To my recollection, the SQL Server product team knew that this exact CAST was going to be done SO MUCH that they actually baked it into the engine so that it would be "seekable". Do note that I have just returned from a short trip to Dubai so my brain is not necessarily trust-worthy right now. :w00t:
Best,
Kevin G. Boles
SQL Server Consultant
SQL MVP 2007-2012
TheSQLGuru on googles mail service
February 8, 2016 at 6:09 pm
I get different plans but indeed see an index seek on both.
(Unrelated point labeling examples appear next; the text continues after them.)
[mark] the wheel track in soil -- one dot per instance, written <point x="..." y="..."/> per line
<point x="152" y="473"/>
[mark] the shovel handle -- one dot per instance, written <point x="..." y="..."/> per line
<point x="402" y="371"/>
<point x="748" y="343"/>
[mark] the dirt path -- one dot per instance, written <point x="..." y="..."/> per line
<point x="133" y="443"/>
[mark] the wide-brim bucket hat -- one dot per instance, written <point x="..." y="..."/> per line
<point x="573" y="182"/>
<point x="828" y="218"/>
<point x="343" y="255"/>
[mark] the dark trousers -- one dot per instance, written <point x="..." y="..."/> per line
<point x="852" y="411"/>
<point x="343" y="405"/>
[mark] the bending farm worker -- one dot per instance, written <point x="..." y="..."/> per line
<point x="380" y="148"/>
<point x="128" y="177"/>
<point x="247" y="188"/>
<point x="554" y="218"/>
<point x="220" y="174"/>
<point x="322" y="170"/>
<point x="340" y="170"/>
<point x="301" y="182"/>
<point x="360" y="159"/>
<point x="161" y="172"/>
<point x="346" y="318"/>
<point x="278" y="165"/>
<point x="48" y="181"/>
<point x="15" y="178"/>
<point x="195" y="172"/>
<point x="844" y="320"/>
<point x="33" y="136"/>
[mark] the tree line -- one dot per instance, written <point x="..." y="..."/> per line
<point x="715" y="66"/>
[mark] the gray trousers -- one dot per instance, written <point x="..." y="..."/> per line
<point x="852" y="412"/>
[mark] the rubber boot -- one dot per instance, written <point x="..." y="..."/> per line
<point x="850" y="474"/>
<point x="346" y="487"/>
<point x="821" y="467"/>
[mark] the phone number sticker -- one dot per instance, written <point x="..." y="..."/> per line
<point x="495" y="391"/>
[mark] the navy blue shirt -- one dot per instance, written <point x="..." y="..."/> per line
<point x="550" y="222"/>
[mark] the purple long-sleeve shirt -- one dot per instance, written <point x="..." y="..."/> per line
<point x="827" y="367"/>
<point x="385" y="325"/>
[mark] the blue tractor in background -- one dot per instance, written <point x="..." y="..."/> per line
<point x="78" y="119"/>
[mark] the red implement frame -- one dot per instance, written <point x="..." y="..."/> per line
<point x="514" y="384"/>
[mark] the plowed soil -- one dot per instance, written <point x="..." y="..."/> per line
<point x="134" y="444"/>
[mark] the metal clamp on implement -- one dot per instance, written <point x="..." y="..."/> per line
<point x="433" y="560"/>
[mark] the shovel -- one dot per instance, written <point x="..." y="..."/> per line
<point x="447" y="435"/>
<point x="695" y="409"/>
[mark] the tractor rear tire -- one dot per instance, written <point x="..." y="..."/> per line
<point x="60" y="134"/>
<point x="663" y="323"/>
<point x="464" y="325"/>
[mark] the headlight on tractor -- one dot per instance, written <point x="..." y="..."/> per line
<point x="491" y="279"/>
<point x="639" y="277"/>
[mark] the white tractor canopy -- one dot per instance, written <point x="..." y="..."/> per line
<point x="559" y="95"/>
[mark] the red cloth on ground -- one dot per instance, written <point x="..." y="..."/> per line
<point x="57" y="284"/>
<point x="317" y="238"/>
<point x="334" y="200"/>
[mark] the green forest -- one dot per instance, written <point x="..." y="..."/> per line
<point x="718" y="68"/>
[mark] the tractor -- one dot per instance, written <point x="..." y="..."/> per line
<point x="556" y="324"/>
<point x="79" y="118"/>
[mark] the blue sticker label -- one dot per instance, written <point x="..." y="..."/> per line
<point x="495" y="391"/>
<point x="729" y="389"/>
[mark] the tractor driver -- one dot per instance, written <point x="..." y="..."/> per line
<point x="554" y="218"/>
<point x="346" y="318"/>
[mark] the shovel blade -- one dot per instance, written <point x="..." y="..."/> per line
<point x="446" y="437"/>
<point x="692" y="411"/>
One item to be careful of with your recommendation regarding the logic:
-- What you should suggest
SELECT SomeID,
CreatedDate
FROM SomeHistory
WHERE CreatedDate >= '2/1/2016'
AND CreatedDate < '2/9/2016' -- up to, but not including 2/9
ORDER BY CreatedDate desc;
Testbed:
USE tempdb;
DROP TABLE SomeHistory
CREATE TABLE SomeHistory (SomeID int, CreatedDate datetime);
INSERT INTO SomeHistory select top 100000 c1.object_id, DATEADD(DAY,CHECKSUM(NEWID()) % (15* 365),c2.create_date) from sys.all_columns c1 cross join sys.tables c2 cross join sys.all_columns c3;
CREATE NONCLUSTERED INDEX ix1 ON SomeHistory(CreatedDate)
There are no special teachers of virtue, because virtue is taught by the whole community.
--Plato
February 8, 2016 at 8:50 pm
While it's quite cool that there are CASTs that still allow seeks, in this case you would still want to look into avoiding the CAST.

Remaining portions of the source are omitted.